Sikh Teen May Have Lied About Attack, Police Told

Petti Fong, Globe and Mail (Toronto), June 2

VANCOUVER — With no suspects and no witnesses in an alleged racial assault against an Indo-Canadian teenager who said he had his turban and hair hacked off by five attackers, Richmond RCMP say one possibility they’re investigating is whether the boy cut his own hair.

Richmond RCMP Corporal Peter Thiessen said investigators have heard from members in the Sikh community that the teenager may have lied about the assault in order to defy his parents’ expectations that his hair should remain uncut as a symbol of his faith.

“They feel the potential is there that this may be fabricated on the part of the young man,” said Cpl. Thiessen yesterday “It hasn’t been completely ruled out.”

But Cpl. Thiessen said the likelihood is greater that the boy was attacked, as he told police, by five Caucasian men in their early 20s in a field at Grauer Elementary School.

The teenager said one of the attackers called out a racial slur Thursday afternoon as he was walking home. When the boy then tried to run away, the five older men punched him. One of the attackers held a utility blade to his throat, then tore off his turban and cut off the teenager’s hair, police were told, before the youth managed to escape and go home.

The possibility that the victim lied to the police about the incident has been raised with the family, Cpl. Thiessen said, but both the teenager and his family members deny that is the case.

The boy’s cut hair has been recovered, but police have not said where it was found.

Although the teenager wore a turban and had not cut his hair in his 17 years, he was not a baptized Sikh, said one immediate family member who asked not to be identified.

The mother of the victim released a statement saying it was a difficult time for the family.

“As Indo-Canadians we understand that the community must band together at a time like this, however, we ask all of you not to act hastily or in a rash manner,” the mother wrote in a note, which included a plea for witnesses to step forward.

Radio Punjab news director and host Harinder Thind said hundreds of callers yesterday morning phoned in to voice their opinion about the attack, with only a handful advocating retaliation.

Some callers said a devout Sikh would have been carrying a dagger to defend against an attack, but the victim was not carrying any ceremonial weapons.

“There was a lot of anger and frustration that the police were not doing enough, but there was a consensus that this is not a country where people should use weapons to defend themselves,” Mr. Thind said. “If five Indo-Canadians beat up a white man and took off his cross or whatever, things would be different, some callers said.”

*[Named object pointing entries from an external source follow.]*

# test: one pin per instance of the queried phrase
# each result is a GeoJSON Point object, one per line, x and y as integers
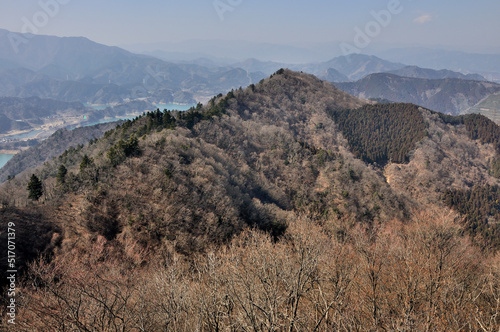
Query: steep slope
{"type": "Point", "coordinates": [255, 157]}
{"type": "Point", "coordinates": [354, 66]}
{"type": "Point", "coordinates": [450, 96]}
{"type": "Point", "coordinates": [51, 147]}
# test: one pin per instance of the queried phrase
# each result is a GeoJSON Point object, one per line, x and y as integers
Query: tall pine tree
{"type": "Point", "coordinates": [35, 188]}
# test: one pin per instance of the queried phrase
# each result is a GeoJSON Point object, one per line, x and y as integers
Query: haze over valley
{"type": "Point", "coordinates": [250, 166]}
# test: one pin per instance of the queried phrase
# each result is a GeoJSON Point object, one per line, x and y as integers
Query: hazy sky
{"type": "Point", "coordinates": [472, 26]}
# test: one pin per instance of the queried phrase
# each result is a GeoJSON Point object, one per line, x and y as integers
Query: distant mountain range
{"type": "Point", "coordinates": [417, 72]}
{"type": "Point", "coordinates": [451, 95]}
{"type": "Point", "coordinates": [77, 69]}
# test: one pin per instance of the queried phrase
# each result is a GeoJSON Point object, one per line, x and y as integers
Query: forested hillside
{"type": "Point", "coordinates": [288, 205]}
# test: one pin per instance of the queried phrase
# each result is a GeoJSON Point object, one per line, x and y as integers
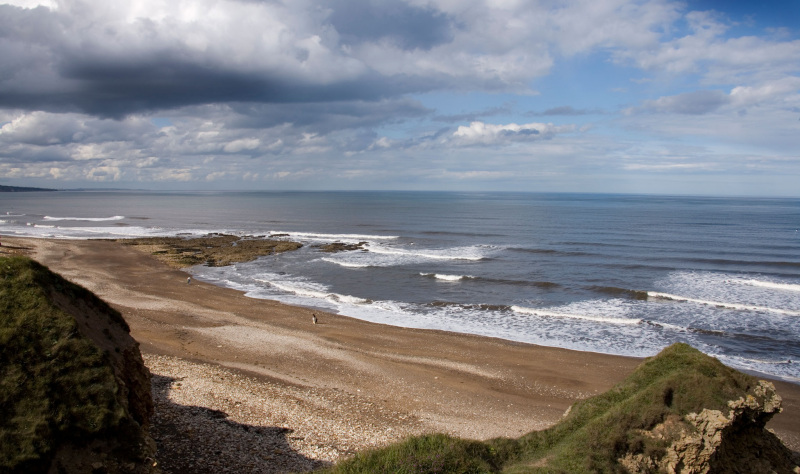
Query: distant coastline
{"type": "Point", "coordinates": [22, 189]}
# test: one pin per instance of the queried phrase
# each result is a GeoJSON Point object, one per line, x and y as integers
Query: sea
{"type": "Point", "coordinates": [612, 274]}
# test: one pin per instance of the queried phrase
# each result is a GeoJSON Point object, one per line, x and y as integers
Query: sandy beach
{"type": "Point", "coordinates": [255, 386]}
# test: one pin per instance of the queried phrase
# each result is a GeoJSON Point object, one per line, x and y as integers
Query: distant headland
{"type": "Point", "coordinates": [21, 189]}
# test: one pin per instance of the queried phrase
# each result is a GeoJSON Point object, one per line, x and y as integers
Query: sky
{"type": "Point", "coordinates": [651, 96]}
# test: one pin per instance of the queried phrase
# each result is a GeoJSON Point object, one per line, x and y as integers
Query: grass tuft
{"type": "Point", "coordinates": [55, 385]}
{"type": "Point", "coordinates": [592, 437]}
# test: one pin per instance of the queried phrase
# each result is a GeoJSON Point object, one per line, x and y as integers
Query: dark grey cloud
{"type": "Point", "coordinates": [406, 26]}
{"type": "Point", "coordinates": [44, 67]}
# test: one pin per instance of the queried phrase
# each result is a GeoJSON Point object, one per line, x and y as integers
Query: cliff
{"type": "Point", "coordinates": [74, 392]}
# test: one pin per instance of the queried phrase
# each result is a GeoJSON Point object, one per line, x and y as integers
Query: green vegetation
{"type": "Point", "coordinates": [595, 433]}
{"type": "Point", "coordinates": [56, 386]}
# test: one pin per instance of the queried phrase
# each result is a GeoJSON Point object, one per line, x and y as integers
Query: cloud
{"type": "Point", "coordinates": [145, 55]}
{"type": "Point", "coordinates": [404, 25]}
{"type": "Point", "coordinates": [569, 111]}
{"type": "Point", "coordinates": [479, 133]}
{"type": "Point", "coordinates": [718, 57]}
{"type": "Point", "coordinates": [691, 103]}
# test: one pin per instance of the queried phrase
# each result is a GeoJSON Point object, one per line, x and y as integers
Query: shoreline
{"type": "Point", "coordinates": [360, 384]}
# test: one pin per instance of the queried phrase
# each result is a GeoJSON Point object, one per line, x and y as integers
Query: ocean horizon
{"type": "Point", "coordinates": [609, 273]}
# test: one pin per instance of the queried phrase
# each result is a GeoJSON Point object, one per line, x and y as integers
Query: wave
{"type": "Point", "coordinates": [471, 306]}
{"type": "Point", "coordinates": [538, 251]}
{"type": "Point", "coordinates": [440, 276]}
{"type": "Point", "coordinates": [457, 253]}
{"type": "Point", "coordinates": [556, 314]}
{"type": "Point", "coordinates": [90, 219]}
{"type": "Point", "coordinates": [312, 291]}
{"type": "Point", "coordinates": [345, 264]}
{"type": "Point", "coordinates": [334, 237]}
{"type": "Point", "coordinates": [615, 291]}
{"type": "Point", "coordinates": [720, 304]}
{"type": "Point", "coordinates": [770, 284]}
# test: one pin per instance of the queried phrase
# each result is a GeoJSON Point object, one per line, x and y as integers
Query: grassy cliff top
{"type": "Point", "coordinates": [56, 386]}
{"type": "Point", "coordinates": [641, 416]}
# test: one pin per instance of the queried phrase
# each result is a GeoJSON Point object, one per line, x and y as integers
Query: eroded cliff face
{"type": "Point", "coordinates": [73, 387]}
{"type": "Point", "coordinates": [715, 441]}
{"type": "Point", "coordinates": [129, 449]}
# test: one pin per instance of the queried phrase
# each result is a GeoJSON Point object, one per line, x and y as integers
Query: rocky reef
{"type": "Point", "coordinates": [74, 392]}
{"type": "Point", "coordinates": [215, 250]}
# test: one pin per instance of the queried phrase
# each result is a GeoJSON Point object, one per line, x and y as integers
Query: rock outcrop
{"type": "Point", "coordinates": [734, 441]}
{"type": "Point", "coordinates": [74, 391]}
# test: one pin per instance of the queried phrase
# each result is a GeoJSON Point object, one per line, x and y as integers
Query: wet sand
{"type": "Point", "coordinates": [351, 384]}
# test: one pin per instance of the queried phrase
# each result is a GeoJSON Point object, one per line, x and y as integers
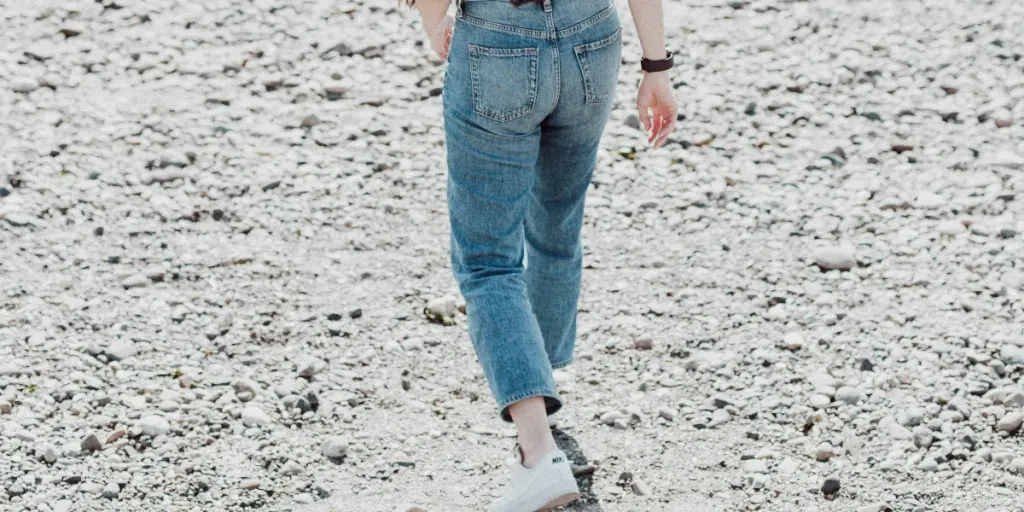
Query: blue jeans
{"type": "Point", "coordinates": [526, 95]}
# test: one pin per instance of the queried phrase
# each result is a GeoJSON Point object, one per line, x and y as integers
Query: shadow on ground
{"type": "Point", "coordinates": [584, 472]}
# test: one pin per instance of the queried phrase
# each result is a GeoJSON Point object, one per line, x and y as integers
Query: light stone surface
{"type": "Point", "coordinates": [222, 222]}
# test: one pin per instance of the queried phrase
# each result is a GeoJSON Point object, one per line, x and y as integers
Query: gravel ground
{"type": "Point", "coordinates": [221, 221]}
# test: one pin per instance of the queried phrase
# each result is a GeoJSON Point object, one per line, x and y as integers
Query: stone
{"type": "Point", "coordinates": [111, 491]}
{"type": "Point", "coordinates": [253, 416]}
{"type": "Point", "coordinates": [91, 443]}
{"type": "Point", "coordinates": [120, 350]}
{"type": "Point", "coordinates": [334, 448]}
{"type": "Point", "coordinates": [1012, 354]}
{"type": "Point", "coordinates": [823, 453]}
{"type": "Point", "coordinates": [154, 426]}
{"type": "Point", "coordinates": [848, 394]}
{"type": "Point", "coordinates": [834, 258]}
{"type": "Point", "coordinates": [249, 484]}
{"type": "Point", "coordinates": [1010, 423]}
{"type": "Point", "coordinates": [923, 437]}
{"type": "Point", "coordinates": [830, 486]}
{"type": "Point", "coordinates": [755, 466]}
{"type": "Point", "coordinates": [24, 85]}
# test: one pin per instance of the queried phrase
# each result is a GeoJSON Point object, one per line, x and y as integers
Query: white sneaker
{"type": "Point", "coordinates": [547, 485]}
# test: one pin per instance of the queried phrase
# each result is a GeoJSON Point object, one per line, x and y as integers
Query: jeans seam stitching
{"type": "Point", "coordinates": [526, 394]}
{"type": "Point", "coordinates": [587, 23]}
{"type": "Point", "coordinates": [505, 28]}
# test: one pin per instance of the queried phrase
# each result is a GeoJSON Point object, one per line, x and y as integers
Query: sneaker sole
{"type": "Point", "coordinates": [558, 502]}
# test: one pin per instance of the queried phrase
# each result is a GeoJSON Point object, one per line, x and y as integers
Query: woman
{"type": "Point", "coordinates": [527, 92]}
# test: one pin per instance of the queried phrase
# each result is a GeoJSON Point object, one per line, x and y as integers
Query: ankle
{"type": "Point", "coordinates": [532, 452]}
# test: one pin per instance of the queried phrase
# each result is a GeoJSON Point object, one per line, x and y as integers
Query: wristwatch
{"type": "Point", "coordinates": [656, 66]}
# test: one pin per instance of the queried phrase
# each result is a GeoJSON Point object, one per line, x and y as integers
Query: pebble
{"type": "Point", "coordinates": [24, 85]}
{"type": "Point", "coordinates": [253, 416]}
{"type": "Point", "coordinates": [929, 465]}
{"type": "Point", "coordinates": [334, 448]}
{"type": "Point", "coordinates": [1010, 423]}
{"type": "Point", "coordinates": [755, 466]}
{"type": "Point", "coordinates": [91, 443]}
{"type": "Point", "coordinates": [48, 453]}
{"type": "Point", "coordinates": [91, 487]}
{"type": "Point", "coordinates": [249, 484]}
{"type": "Point", "coordinates": [154, 426]}
{"type": "Point", "coordinates": [719, 417]}
{"type": "Point", "coordinates": [835, 258]}
{"type": "Point", "coordinates": [1012, 354]}
{"type": "Point", "coordinates": [923, 437]}
{"type": "Point", "coordinates": [823, 453]}
{"type": "Point", "coordinates": [830, 486]}
{"type": "Point", "coordinates": [111, 491]}
{"type": "Point", "coordinates": [848, 394]}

Some parents have put pressure on their children, especially young males, to adhere to the traditions of the devout in keeping their hair uncut and wearing turbans, said Balwant Sanghera, an Indo-Canadian youth worker.

“It would be really tragic if it is the case that the boy is responsible,” said Mr. Sanghera, a spokesman with the Sikh Societies of the Lower Mainland. “There was a previous case where that was the circumstance and the whole community felt embarrassed by the situation.”

Mr. Sanghera said community groups are making efforts to bridge generational gaps between more tradition-bound parents and their increasingly secular children.